Can you apologize when you feel that you are the one that is hurt? Can you be compassionate or see the big picture when it is you that has been violated?

You can't, can you? In a victimized state, your stress response is activated. Your mind perceives this state of threat as being chased by a lion. There is no room for love, compassion or forgiveness. There is no room for higher thought or reasoning, as the lens of perception becomes smaller and smaller. You become limited in your ability to reason, truly make meaning and discover the blessings in disguise.

Who are you? Are you a victim or a victor. Are you stuck in the story of post-traumatic stress or are you moving forward with the story of post-traumatic growth?

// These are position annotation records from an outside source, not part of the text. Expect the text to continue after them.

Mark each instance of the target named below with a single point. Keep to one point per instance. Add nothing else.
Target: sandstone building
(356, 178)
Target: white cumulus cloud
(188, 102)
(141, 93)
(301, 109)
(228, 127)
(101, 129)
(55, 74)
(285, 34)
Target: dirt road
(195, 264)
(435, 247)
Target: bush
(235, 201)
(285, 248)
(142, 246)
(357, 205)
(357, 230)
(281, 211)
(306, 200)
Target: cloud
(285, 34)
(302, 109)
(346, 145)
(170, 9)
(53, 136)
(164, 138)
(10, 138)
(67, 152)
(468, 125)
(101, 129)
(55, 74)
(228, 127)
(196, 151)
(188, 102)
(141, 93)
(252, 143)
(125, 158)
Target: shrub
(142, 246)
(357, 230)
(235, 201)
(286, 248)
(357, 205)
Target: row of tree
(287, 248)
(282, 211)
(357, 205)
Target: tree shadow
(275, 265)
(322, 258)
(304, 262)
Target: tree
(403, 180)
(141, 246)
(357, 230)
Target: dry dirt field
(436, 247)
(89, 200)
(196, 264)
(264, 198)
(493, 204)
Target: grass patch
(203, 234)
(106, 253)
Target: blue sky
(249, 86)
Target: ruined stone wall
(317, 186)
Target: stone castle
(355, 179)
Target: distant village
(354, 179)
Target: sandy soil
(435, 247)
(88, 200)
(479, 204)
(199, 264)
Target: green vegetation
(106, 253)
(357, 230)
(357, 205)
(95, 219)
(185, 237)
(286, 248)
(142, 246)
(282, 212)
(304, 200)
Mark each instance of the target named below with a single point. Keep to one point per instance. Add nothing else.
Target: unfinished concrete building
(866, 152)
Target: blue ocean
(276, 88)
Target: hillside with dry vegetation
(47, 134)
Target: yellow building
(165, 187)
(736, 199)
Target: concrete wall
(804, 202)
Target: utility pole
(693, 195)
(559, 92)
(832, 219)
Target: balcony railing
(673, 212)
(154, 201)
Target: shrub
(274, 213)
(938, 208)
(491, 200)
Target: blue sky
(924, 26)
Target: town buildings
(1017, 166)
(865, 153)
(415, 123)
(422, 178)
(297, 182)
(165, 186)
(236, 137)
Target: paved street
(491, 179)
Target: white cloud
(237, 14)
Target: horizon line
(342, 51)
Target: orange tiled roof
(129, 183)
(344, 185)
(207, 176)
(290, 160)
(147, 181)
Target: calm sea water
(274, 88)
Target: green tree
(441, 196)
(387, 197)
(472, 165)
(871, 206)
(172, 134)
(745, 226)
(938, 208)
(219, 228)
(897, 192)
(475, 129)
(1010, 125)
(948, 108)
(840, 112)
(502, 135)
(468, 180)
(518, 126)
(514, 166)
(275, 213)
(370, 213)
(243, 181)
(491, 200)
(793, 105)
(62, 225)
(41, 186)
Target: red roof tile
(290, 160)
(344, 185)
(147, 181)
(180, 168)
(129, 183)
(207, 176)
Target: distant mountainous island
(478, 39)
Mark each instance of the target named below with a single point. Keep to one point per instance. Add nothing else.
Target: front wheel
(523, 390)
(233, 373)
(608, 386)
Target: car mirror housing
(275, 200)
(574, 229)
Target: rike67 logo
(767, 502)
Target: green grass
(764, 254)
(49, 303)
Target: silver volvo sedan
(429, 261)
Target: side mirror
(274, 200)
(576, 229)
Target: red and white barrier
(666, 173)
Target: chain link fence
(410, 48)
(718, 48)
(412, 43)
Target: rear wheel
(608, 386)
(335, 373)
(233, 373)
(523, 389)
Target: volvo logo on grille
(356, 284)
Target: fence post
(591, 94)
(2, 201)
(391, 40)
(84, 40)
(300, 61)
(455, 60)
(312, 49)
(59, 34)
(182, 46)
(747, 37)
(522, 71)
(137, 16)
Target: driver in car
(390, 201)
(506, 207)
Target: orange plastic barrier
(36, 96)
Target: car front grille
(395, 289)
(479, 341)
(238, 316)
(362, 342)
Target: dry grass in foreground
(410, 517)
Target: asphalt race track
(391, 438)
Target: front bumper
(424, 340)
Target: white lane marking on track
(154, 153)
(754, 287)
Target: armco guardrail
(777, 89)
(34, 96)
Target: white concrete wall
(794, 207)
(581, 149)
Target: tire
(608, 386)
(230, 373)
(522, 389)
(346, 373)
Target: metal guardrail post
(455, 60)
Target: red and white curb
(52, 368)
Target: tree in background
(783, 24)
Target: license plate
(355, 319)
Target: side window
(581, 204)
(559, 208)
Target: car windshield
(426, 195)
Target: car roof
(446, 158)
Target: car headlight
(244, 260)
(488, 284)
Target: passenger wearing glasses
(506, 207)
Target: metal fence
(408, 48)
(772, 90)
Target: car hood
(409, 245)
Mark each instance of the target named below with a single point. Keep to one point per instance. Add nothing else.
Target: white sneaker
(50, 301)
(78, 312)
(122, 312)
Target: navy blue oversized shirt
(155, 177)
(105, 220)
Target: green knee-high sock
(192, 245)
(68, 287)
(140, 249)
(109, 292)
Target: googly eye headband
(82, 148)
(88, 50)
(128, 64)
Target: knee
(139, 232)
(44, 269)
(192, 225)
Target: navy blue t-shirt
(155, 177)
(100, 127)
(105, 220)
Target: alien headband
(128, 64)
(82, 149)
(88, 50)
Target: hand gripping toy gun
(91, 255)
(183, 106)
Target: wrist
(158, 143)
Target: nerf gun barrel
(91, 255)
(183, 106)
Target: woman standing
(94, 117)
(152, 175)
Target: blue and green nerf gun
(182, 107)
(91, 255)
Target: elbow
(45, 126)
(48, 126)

As Prager wants you to realize, who you are is a culmination of your life experiences combined with your inherited genetic patterns along with how you have chosen to react and respond to what life has given you. You are not your diagnosis, your job or your socioeconomic status. You are not the trauma or the disability. You are, at your core, everything that has brought you to where you are today, perhaps a bit injured, but whole nonetheless. You are the person who cries and the person who laughs. You are neither good nor bad. You are human, strong, yet vulnerable, living in a world that can be hard and trying, yet also joyful and loving.

In the end, how you choose to see yourself and your world is up to you. Personally, I would like to choose to keep moving anyway.